Tetes kristal pun jatuh dari pelupuk mata. Tangannya mengepal dan gemetar, hatinya berusaha menguatkan dirinya yang hampir jatuh karena lemas. Saraf-saraf lututnya seketika melemah melihat kebakaran yang ada di depannya.

"Geeta, kamu ke mana saja?!" Salah satu tetangga datang dengan wajah cemong. Terlihat jelas, kesedihan dari tatapan wanita itu.

"Syukurlah, syukurlah kamu baik-baik saja. Aku pikir ...." Suaranya menghilang dan terganti dengan tangisan.

Geeta— ibu Anna— tak mampu berkata-kata, wanita itu tercekat. Rumah yang menyimpan berbagai kenangan, rumah yang sangat berarti bagi Geeta. Kini dipenuhi dengan api dan asap pekat. Tak ada satu pun barang yang bisa dia selamatkan, semua terbakar seolah pertanda bahwa dia harus melupakan semuanya. Melupakan kenangan yang menyakitkan, juga menjadi pertanda berakhirnya duka atas kematian sang suami.

"Anak-anak, mereka bersamamu, kan?" tanyanya memastikan.

Geeta mengangguk, "Iya. Mereka ada bersamaku."

Aldo dan Kevin berhasil menyusul sang ibu.

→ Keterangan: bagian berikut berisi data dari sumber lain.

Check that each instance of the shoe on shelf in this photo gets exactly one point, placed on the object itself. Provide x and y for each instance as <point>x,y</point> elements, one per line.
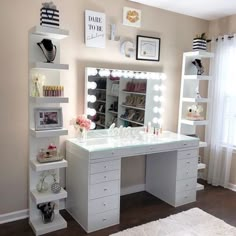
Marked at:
<point>141,102</point>
<point>131,114</point>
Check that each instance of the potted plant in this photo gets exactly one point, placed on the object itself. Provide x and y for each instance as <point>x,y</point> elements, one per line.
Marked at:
<point>199,42</point>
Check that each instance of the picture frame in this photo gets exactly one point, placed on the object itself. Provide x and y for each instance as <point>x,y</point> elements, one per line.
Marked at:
<point>132,17</point>
<point>148,48</point>
<point>95,29</point>
<point>48,118</point>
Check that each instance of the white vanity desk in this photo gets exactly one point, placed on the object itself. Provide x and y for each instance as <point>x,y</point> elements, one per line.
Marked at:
<point>93,173</point>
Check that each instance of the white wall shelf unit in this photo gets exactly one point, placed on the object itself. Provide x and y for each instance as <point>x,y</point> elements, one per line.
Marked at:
<point>191,84</point>
<point>52,33</point>
<point>40,100</point>
<point>36,166</point>
<point>199,100</point>
<point>49,66</point>
<point>48,133</point>
<point>47,196</point>
<point>39,140</point>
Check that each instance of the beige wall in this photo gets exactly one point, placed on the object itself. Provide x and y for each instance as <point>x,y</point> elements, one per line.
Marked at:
<point>226,25</point>
<point>17,17</point>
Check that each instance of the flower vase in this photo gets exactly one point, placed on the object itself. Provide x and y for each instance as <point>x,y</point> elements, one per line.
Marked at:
<point>82,134</point>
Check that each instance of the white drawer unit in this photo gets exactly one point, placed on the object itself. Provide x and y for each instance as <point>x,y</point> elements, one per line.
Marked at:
<point>187,168</point>
<point>104,189</point>
<point>186,184</point>
<point>187,154</point>
<point>103,204</point>
<point>104,166</point>
<point>103,220</point>
<point>185,197</point>
<point>105,177</point>
<point>93,176</point>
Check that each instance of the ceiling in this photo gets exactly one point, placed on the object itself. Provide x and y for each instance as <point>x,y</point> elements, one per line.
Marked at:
<point>204,9</point>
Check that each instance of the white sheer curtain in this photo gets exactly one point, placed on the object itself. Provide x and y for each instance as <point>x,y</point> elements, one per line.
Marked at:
<point>221,131</point>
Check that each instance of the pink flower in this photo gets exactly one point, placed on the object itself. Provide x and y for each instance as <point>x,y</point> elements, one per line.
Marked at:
<point>83,122</point>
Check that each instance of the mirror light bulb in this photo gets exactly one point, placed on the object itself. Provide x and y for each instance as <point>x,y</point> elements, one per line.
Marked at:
<point>92,71</point>
<point>130,74</point>
<point>156,98</point>
<point>93,125</point>
<point>155,120</point>
<point>156,87</point>
<point>155,109</point>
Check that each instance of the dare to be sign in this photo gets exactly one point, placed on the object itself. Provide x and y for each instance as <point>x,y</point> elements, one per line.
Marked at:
<point>95,29</point>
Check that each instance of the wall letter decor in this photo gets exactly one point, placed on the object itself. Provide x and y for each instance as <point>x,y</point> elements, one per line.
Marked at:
<point>95,29</point>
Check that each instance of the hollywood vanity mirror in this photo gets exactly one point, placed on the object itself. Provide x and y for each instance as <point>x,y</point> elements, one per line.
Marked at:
<point>127,98</point>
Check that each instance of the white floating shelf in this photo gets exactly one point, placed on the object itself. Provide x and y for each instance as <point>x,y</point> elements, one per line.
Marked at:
<point>199,187</point>
<point>40,100</point>
<point>136,93</point>
<point>48,133</point>
<point>136,108</point>
<point>201,166</point>
<point>49,32</point>
<point>202,144</point>
<point>49,66</point>
<point>203,100</point>
<point>194,122</point>
<point>47,196</point>
<point>198,77</point>
<point>40,228</point>
<point>37,166</point>
<point>201,54</point>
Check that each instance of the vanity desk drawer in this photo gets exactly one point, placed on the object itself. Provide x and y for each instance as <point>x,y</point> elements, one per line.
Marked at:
<point>105,177</point>
<point>104,166</point>
<point>103,204</point>
<point>104,189</point>
<point>103,220</point>
<point>187,154</point>
<point>105,154</point>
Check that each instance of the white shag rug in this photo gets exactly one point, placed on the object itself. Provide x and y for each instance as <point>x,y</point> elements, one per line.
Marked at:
<point>193,222</point>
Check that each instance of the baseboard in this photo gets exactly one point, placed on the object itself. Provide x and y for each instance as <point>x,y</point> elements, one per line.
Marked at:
<point>132,189</point>
<point>232,187</point>
<point>23,214</point>
<point>13,216</point>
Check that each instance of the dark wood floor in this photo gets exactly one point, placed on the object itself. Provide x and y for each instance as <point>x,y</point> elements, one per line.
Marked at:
<point>141,208</point>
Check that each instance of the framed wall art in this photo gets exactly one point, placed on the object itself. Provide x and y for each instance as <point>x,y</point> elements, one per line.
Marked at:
<point>148,48</point>
<point>95,29</point>
<point>48,118</point>
<point>131,17</point>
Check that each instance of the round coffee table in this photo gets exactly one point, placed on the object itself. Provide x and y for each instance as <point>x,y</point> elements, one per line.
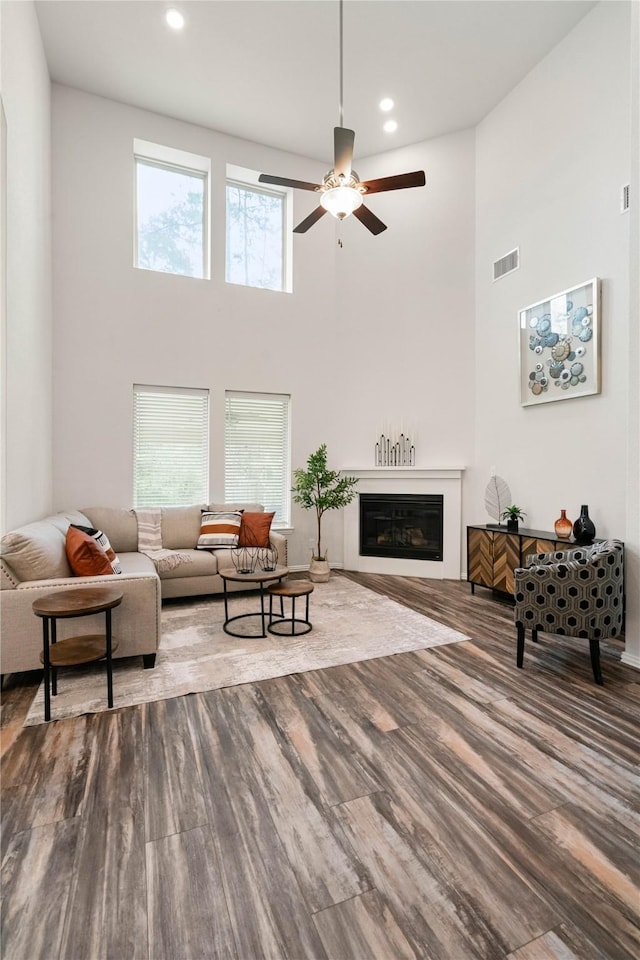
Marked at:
<point>294,627</point>
<point>260,577</point>
<point>75,650</point>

"Apa yang terjadi, Bi? Bagaimana bisa ini terjadi?" Aldo menahan diri, berusaha mengendalikan diri. Sementara Kevin tertegun menatap rumahnya yang dilahap api. Apa yang harus mereka lakukan sekarang?

"Tidak tahu, Al. Bibi sedang tidur, dan tahu-tahu semua sudah seperti ini," jawabnya.

Di tengah kepanikan juga kesedihan, wanita itu mendapati sosok asing yang tiba-tiba muncul. Di lihat dari pakaiannya saja, dia sudah bisa menebak bahwa pria itu tidak berasal dari lingkungan mereka. Pakaian pria itu memperlihatkan jelas statusnya yang mungkin dari kelas atas, atau mungkin bisa jadi lebih. Tetapi yang menjadi pertanyaannya adalah, kenapa pria itu bisa bersama dengan tetangganya tersebut? Tidak mungkin, pria itu memiliki hubungan dengan tetangganya itu. Sangat tidak mungkin.

Pria itu menatap datar bangunan yang dilahap oleh api, tatapan yang begitu dingin. Tatapan yang tidak menunjukkan rasa simpati sama sekali.

"Kita akan tinggal di mana Bu?" tanya Kevin lirih. Rumah itu satu-satunya tempat tinggal yang mereka miliki, satu-satunya harta yang berharga. Tetapi, kini, semuanya sudah hangus, menjadi debu dan menyatu dengan tanah.